Submissions

 Submissions/CFPs CLOSED

Past Calls:

Almanac for the Anthropocene: A Compendium of Solarpunk Futures 

Submissions are closed unless you have a recipe/blueprint/direct action–basically, anything except essays. If you have something that might work, please feel free to contact us until March 15th.

Under contract for Salvaging the Anthropocene series from West Virginia University Press:

Our goal with this edited collection is to provide an accessible handbook to transform the Anthropocene rather than fear it. Each chapter will have the same basic outline of interdisciplinary theory, solarpunk testimonies, and practical action. The action could take the form of recipes, building plans, how to organize a protest, etc. Each action will emphasize not just resistance to capitalism and climate disaster on its own, but also on how these ideas can be molded to resist capitalism structurally. The four sections will focus on ingenuity, generative, independence, and community.

What is Solarpunk?

A solarpunk imagines new futures in the shadow of and in opposition to environmental collapse, then works to create those futures. A solarpunk doesn’t just have ideas and beliefs; a solarpunk enacts. On paper, being a solarpunk might sound like being a Marxist, a municipalist, or another ideology entirely. Yet, a different kind of necessity turns solarpunk thought into action. Mainly extinction. A solarpunk might approach a problem with the following questions: How do my actions impact my human and nonhuman community? What intentionality fuels this issue?
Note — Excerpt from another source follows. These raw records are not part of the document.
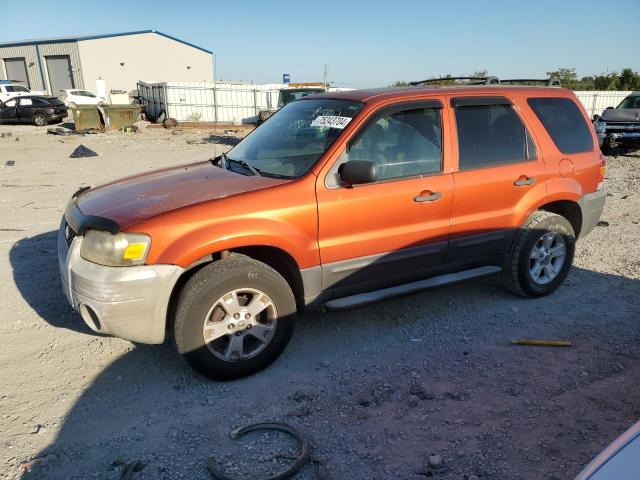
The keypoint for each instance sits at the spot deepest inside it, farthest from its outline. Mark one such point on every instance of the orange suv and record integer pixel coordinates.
(339, 199)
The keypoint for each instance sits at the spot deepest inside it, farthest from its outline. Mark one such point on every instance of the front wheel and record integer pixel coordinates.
(39, 120)
(542, 255)
(234, 317)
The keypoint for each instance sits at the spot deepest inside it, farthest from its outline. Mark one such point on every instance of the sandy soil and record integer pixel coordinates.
(378, 389)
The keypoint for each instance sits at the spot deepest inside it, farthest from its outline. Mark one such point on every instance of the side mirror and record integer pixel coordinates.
(355, 172)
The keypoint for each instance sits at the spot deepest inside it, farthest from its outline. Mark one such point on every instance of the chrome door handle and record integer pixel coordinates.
(524, 181)
(427, 198)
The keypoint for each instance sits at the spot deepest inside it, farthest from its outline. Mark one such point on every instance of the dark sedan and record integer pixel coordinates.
(35, 109)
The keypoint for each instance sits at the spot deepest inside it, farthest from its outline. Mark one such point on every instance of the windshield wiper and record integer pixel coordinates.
(249, 167)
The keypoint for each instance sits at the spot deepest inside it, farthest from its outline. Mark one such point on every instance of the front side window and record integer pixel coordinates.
(491, 135)
(565, 123)
(402, 144)
(295, 137)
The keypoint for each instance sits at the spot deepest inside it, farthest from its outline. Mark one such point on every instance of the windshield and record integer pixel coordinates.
(632, 101)
(295, 137)
(288, 96)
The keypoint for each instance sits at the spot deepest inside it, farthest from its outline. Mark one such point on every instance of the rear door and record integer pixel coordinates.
(500, 173)
(26, 109)
(385, 232)
(9, 111)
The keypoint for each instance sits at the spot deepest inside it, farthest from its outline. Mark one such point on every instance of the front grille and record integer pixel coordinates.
(69, 234)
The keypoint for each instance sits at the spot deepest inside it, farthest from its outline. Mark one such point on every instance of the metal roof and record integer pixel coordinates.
(79, 38)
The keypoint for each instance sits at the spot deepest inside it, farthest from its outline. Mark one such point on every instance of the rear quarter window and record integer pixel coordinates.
(564, 122)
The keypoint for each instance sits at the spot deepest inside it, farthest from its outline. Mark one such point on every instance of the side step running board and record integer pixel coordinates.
(385, 293)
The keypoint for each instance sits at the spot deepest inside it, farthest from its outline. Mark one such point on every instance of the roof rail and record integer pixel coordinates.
(549, 82)
(473, 80)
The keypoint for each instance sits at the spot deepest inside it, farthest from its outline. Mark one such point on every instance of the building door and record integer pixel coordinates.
(17, 70)
(60, 74)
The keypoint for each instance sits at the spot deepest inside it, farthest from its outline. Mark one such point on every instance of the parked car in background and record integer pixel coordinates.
(39, 110)
(74, 97)
(619, 461)
(10, 90)
(620, 125)
(340, 199)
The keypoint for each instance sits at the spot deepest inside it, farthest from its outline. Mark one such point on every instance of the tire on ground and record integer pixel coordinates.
(39, 120)
(200, 293)
(516, 274)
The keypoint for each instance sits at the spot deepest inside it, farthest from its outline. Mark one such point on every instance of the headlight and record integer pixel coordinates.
(601, 127)
(120, 250)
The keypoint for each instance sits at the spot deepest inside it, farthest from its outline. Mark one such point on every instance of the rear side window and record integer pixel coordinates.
(491, 135)
(564, 122)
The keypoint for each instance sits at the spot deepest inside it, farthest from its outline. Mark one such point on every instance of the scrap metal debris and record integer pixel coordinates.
(541, 343)
(302, 459)
(82, 151)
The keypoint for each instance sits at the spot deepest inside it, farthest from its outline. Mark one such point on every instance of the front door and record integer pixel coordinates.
(498, 167)
(385, 232)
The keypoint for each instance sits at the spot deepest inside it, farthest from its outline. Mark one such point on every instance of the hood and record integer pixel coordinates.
(621, 115)
(133, 199)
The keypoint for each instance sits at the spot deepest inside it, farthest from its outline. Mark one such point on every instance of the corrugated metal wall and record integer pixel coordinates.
(595, 101)
(30, 54)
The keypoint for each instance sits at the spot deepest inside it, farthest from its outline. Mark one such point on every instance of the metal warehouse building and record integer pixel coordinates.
(116, 61)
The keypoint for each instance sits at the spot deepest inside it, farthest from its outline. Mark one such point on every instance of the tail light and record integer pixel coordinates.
(603, 170)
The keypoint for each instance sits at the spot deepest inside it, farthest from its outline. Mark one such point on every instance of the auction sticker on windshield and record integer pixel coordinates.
(331, 121)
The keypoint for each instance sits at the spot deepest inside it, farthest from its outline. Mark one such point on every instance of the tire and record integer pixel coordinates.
(200, 306)
(545, 232)
(39, 120)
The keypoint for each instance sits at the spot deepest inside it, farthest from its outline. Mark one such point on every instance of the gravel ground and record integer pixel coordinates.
(378, 390)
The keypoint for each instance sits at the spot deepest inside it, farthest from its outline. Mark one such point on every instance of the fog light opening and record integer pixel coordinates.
(90, 317)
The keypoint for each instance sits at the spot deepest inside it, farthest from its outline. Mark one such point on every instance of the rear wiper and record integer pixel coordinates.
(249, 167)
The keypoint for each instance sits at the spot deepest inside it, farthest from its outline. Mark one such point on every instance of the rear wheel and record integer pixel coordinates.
(542, 255)
(234, 317)
(39, 120)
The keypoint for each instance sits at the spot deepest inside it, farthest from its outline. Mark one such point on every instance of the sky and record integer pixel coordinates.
(363, 43)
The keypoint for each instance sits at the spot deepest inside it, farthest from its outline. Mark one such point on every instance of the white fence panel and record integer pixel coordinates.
(209, 102)
(596, 101)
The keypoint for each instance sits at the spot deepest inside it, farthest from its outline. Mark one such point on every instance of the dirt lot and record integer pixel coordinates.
(378, 389)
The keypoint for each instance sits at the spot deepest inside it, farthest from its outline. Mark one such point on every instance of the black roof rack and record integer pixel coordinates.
(549, 82)
(475, 80)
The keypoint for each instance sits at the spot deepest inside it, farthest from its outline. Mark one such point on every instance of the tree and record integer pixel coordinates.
(628, 80)
(567, 76)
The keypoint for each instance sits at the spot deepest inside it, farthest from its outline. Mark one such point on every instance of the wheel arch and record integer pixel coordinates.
(568, 209)
(276, 258)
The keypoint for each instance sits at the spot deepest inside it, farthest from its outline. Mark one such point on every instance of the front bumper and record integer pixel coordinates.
(126, 302)
(591, 206)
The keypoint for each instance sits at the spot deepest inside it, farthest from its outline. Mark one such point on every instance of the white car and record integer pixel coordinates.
(75, 97)
(10, 90)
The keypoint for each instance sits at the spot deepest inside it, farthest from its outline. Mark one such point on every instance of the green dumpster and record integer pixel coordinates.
(87, 117)
(121, 116)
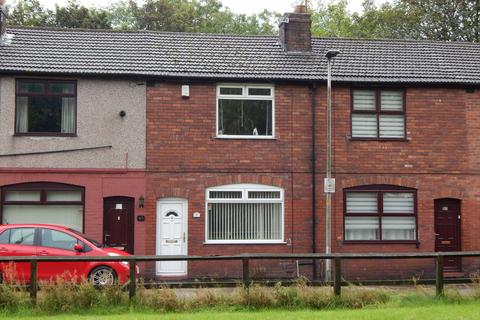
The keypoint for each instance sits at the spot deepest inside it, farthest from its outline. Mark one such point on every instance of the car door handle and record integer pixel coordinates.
(43, 253)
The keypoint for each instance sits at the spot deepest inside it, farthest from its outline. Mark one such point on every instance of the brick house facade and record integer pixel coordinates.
(205, 156)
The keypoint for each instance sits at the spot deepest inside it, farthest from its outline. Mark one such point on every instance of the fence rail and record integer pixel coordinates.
(245, 259)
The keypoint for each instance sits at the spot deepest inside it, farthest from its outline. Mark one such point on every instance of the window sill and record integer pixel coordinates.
(380, 139)
(246, 137)
(46, 134)
(244, 242)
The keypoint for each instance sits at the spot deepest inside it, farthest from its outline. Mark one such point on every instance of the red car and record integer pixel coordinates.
(51, 240)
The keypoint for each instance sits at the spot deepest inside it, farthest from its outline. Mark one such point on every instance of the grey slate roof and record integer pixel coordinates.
(164, 54)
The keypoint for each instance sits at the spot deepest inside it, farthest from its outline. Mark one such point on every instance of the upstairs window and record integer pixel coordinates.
(244, 214)
(378, 114)
(245, 111)
(45, 107)
(380, 213)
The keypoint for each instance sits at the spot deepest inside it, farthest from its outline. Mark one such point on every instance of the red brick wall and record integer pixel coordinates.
(440, 159)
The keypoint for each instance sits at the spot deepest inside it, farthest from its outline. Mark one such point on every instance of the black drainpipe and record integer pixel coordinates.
(313, 90)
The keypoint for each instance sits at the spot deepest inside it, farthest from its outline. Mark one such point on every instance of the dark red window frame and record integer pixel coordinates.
(380, 190)
(378, 112)
(43, 188)
(45, 93)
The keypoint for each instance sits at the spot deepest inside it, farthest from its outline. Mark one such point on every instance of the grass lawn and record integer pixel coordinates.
(437, 311)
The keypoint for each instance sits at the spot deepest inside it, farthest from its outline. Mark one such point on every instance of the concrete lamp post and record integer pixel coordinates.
(329, 186)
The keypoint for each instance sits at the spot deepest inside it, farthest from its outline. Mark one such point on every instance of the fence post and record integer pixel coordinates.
(246, 272)
(439, 275)
(337, 281)
(33, 281)
(132, 285)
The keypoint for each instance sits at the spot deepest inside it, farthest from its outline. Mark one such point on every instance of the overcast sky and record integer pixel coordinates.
(239, 6)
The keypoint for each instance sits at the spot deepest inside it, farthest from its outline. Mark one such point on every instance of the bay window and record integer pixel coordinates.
(45, 107)
(380, 213)
(245, 111)
(244, 214)
(45, 203)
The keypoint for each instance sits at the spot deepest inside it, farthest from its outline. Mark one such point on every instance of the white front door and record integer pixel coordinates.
(172, 235)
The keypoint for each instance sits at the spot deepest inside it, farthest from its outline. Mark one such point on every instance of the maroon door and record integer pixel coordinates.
(447, 231)
(118, 222)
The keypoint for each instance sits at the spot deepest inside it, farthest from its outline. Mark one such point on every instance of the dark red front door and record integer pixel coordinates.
(118, 221)
(447, 231)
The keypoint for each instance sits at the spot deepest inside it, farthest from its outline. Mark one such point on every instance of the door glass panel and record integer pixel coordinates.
(22, 196)
(22, 236)
(74, 196)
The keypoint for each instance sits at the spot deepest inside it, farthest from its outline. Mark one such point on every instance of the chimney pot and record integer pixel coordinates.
(300, 8)
(295, 31)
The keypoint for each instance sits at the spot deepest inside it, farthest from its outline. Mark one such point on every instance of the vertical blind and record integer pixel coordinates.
(364, 218)
(243, 214)
(245, 221)
(368, 121)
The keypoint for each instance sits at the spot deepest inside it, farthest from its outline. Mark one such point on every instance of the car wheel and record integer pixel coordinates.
(102, 276)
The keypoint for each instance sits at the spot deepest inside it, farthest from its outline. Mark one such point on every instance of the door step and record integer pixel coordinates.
(454, 274)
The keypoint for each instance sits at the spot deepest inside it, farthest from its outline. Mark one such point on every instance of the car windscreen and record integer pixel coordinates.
(92, 241)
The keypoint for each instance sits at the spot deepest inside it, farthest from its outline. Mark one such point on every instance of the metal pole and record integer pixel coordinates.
(328, 193)
(328, 206)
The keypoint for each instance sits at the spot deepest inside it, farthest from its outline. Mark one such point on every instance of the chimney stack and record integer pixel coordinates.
(295, 31)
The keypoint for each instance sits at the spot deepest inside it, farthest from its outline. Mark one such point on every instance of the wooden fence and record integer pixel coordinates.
(337, 258)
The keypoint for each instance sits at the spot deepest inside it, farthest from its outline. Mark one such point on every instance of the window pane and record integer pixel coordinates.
(5, 237)
(245, 117)
(364, 100)
(57, 239)
(22, 196)
(264, 195)
(391, 100)
(392, 126)
(30, 87)
(398, 203)
(364, 125)
(245, 221)
(361, 202)
(44, 114)
(259, 92)
(231, 91)
(225, 194)
(23, 236)
(64, 196)
(398, 228)
(65, 215)
(361, 228)
(61, 87)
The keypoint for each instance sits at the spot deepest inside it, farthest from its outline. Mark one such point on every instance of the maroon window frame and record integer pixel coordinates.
(45, 93)
(380, 190)
(43, 188)
(378, 112)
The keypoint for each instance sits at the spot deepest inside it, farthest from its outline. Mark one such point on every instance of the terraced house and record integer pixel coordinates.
(208, 144)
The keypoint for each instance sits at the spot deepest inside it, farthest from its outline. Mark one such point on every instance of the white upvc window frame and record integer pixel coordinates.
(245, 188)
(245, 96)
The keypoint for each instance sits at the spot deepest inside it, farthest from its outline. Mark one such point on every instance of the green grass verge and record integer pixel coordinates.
(435, 311)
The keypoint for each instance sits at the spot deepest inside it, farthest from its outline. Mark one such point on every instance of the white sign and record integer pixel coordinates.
(329, 185)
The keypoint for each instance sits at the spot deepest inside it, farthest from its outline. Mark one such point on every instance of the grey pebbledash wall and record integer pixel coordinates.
(98, 124)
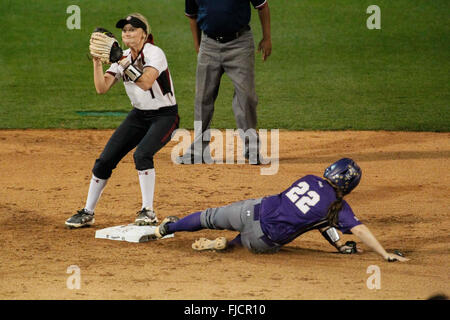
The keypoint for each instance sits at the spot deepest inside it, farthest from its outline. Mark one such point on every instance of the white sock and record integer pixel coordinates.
(147, 182)
(95, 191)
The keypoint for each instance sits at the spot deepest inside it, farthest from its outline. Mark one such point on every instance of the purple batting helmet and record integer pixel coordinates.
(344, 174)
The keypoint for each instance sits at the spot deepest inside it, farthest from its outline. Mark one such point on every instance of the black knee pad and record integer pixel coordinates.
(142, 161)
(102, 169)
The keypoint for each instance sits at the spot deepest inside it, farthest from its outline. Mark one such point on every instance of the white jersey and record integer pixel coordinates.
(162, 93)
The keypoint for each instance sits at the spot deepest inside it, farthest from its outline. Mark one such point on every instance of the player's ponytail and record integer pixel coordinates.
(334, 209)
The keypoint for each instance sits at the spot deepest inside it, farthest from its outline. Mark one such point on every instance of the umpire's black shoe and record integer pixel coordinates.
(161, 231)
(254, 160)
(81, 219)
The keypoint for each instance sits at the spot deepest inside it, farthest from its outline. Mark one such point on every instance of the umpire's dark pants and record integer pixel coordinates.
(148, 130)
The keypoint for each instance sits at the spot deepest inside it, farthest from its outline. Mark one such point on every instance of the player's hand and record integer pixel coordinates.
(350, 247)
(265, 47)
(123, 65)
(392, 257)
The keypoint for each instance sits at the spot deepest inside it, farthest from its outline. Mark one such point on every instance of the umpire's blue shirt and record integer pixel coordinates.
(222, 17)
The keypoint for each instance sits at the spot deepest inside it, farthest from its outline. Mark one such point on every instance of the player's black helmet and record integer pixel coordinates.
(344, 174)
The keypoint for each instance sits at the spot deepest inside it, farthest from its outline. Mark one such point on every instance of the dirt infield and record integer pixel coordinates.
(403, 198)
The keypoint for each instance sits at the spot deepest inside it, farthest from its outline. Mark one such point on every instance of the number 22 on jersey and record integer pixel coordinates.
(303, 198)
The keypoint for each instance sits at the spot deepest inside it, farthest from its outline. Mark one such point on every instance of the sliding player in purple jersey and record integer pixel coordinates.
(266, 224)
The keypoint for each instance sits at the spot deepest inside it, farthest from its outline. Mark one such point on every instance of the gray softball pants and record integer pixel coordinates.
(239, 216)
(237, 59)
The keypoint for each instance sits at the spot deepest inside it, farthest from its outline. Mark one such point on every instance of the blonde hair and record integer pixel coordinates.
(143, 19)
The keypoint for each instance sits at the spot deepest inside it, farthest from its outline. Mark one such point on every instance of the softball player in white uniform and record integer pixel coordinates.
(148, 126)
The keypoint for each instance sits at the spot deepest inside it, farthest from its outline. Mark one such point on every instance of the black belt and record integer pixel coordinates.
(264, 238)
(228, 37)
(161, 111)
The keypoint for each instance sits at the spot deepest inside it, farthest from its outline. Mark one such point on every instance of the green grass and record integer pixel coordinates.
(327, 70)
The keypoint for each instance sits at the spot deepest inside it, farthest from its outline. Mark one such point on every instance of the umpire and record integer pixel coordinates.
(224, 43)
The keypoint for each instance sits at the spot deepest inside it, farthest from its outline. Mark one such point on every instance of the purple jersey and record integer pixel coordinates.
(306, 202)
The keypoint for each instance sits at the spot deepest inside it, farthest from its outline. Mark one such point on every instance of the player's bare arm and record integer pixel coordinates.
(366, 236)
(265, 45)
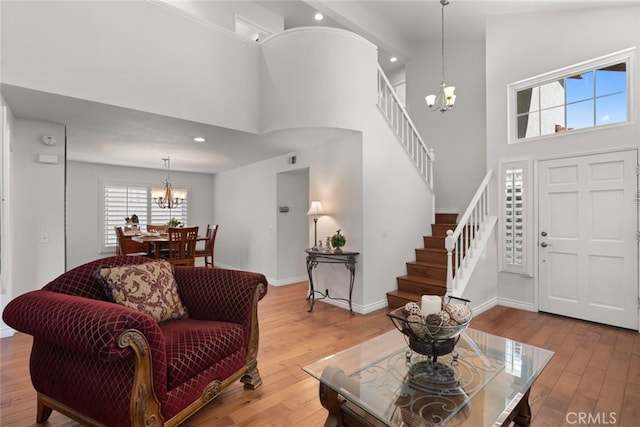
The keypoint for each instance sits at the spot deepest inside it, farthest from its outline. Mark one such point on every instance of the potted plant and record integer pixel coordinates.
(174, 223)
(338, 241)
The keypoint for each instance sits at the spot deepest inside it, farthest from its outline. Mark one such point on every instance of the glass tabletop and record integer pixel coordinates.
(479, 383)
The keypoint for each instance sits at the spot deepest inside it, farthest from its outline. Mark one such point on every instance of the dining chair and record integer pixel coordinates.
(182, 245)
(209, 246)
(125, 246)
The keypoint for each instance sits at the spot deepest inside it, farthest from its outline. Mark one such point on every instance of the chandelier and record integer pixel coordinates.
(445, 99)
(167, 197)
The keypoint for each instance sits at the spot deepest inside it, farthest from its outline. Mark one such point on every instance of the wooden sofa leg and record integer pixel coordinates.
(252, 379)
(44, 412)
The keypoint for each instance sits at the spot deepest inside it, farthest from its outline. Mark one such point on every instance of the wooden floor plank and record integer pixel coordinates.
(596, 367)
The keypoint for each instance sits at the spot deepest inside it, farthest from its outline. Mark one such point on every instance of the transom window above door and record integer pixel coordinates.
(585, 96)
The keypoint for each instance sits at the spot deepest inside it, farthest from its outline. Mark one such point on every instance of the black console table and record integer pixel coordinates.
(319, 257)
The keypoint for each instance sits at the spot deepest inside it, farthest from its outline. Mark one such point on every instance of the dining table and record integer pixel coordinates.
(157, 241)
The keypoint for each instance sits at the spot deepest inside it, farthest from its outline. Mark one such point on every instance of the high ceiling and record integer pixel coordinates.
(106, 134)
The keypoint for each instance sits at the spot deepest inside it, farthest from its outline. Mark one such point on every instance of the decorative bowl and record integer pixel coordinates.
(427, 339)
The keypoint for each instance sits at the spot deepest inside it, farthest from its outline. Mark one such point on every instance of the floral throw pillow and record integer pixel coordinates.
(149, 288)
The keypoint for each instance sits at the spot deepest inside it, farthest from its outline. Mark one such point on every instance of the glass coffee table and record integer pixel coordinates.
(485, 381)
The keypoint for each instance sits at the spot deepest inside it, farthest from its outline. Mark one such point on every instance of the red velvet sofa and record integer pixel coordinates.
(102, 363)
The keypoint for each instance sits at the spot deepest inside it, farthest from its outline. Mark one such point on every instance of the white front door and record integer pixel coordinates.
(587, 246)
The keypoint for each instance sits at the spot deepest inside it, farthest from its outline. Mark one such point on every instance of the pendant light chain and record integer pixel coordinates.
(444, 3)
(446, 98)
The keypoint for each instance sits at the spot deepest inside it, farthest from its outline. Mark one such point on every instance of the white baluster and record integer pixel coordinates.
(449, 244)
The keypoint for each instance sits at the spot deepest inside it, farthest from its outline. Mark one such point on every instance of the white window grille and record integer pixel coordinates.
(584, 96)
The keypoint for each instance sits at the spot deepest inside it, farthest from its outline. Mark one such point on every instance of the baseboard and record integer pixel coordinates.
(516, 304)
(288, 281)
(7, 332)
(485, 306)
(357, 308)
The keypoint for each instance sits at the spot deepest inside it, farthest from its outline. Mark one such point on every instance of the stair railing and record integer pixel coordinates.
(461, 242)
(407, 133)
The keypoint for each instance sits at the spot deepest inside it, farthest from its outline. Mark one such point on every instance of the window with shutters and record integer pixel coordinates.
(123, 201)
(514, 225)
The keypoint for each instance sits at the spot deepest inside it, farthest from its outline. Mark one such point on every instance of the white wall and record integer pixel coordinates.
(84, 204)
(7, 122)
(292, 188)
(38, 197)
(222, 13)
(138, 55)
(458, 137)
(305, 71)
(518, 49)
(245, 201)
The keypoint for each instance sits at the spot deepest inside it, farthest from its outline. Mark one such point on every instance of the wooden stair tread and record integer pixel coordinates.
(406, 295)
(423, 280)
(427, 264)
(438, 250)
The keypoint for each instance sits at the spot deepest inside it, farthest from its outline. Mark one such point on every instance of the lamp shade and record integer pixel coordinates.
(315, 209)
(431, 100)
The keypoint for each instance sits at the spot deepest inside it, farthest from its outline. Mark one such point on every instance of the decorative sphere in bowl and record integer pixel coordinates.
(435, 334)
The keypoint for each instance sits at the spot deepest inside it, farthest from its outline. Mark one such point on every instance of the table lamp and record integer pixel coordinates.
(315, 210)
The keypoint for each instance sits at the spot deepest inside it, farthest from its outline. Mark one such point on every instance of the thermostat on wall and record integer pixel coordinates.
(48, 139)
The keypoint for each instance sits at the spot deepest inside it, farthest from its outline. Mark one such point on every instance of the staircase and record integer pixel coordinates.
(427, 275)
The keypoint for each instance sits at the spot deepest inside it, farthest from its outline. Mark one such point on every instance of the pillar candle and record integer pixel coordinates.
(430, 304)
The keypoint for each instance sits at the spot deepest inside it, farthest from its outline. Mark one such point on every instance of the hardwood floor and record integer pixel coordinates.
(595, 373)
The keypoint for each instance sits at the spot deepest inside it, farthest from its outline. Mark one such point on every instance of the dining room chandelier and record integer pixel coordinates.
(446, 98)
(167, 197)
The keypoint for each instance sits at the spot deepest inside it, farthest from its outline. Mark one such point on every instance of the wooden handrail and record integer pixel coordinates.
(460, 242)
(404, 128)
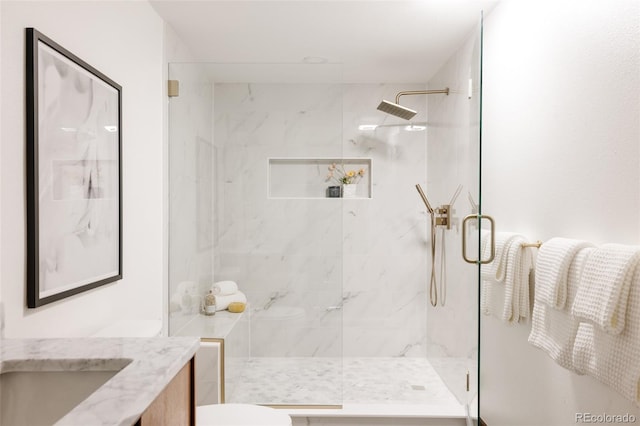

Does the following action dismantle a damaging system like capitalism? Does this action produce radical care of self and others? Does this action overcome the cultural desire to consume?

In other words, being a solarpunk is not just about solar. Neither is it Woodstock for the new millennium. The emphasis on solar reminds us of environmental interconnectedness. Human-nonhuman-sunlight-nightlight-mineral-oil-ocean-and-and-and. A solarpunk gives life back to words like intersectional and community.

Solarpunk grew to life online sometime in 2008 but became more widely recognized with the publication of Solarpunk: Histórias ecológicas e fantásticas em um mundo sustentável edited by Gerson Lodi-Ribeiro in 2012 and Adam Flynn’s “Notes toward a Solarpunk Manifesto” in 2014. Returning to the collective roots of cyberpunk, the first solarpunks gravitated to online spaces to build the lifestyle. A consistent interest in community, green spaces, and practical but pleasant art-nouveau design defined early solarpunk, though the community debated how these elements would be included in deserts or less hospitable climates. Foundationally, solarpunk rejected the dystopian hopelessness of speculative literature trending after 9/11. This rejection of dystopia did not mean embracing utopia, however. Rather, solarpunks aimed for something in the middle, such as the ambiguous utopias of Ursula K. Le Guin’s work. The goal of solarpunk was not to dream of perfect worlds but to strive for something sustainable in the Anthropocene.

Guidelines

We invite contributors from all disciplines, and we especially encourage and welcome submissions from diverse voices and under-represented populations, including, but not limited to, people of color, members of the LGBTQ+ community, those with disabilities, and the elderly. Authors of all walks of life should feel encouraged to send us work that engages with solarpunk in some way. We are looking for, but not limited to:

  • Short critical papers (preferably around 3,000 words but if it’s longer, we will still consider it)
  • Interviews/Talks
  • Scientific reports
  • Recipes
  • Blueprints
  • Maps
  • Sidebars/Short thoughts (150 words)
  • Illustrative explorations
  • Inventions
  • Designs
  • Thought experiments

As solarpunk is a growing area of creation and study, we will be accepting abstracts, queries, proposals, and complete submissions. If you have questions, please e-mail us. We will be accepting on a rolling basis, but final deadline for complete submissions is January 15th as the manuscript will be submitted on February 15th.

E-mail submissions and queries to solarpunkwagner[at]gmail.com

If applicable, please submit in MLA format.

For more information on solarpunk, please see our previous edited collection: Sunvault: Stories of Solarpunk & Eco-Speculation

A note on lack of payment: since we are posting this call for submissions on solarpunk and creative writing venues, we wanted to explain why we cannot offer pro rates like we did with our first book, Sunvault. Unfortunately, it’s not a great answer. Simply, the academic publishing system doesn’t work that way. In fact, sometimes it works the opposite, and paying authors can be seen to devalue the book (I know, that’s not a good reason). If your work is accepted, you will have an academic publication on your record. If that’s of interest to you, then we hope you will submit!

About Us: Phoebe Wagner is currently pursuing a PhD in English at University of Nevada: Reno while Brontë attempts to balance independent scholarship and creative writing.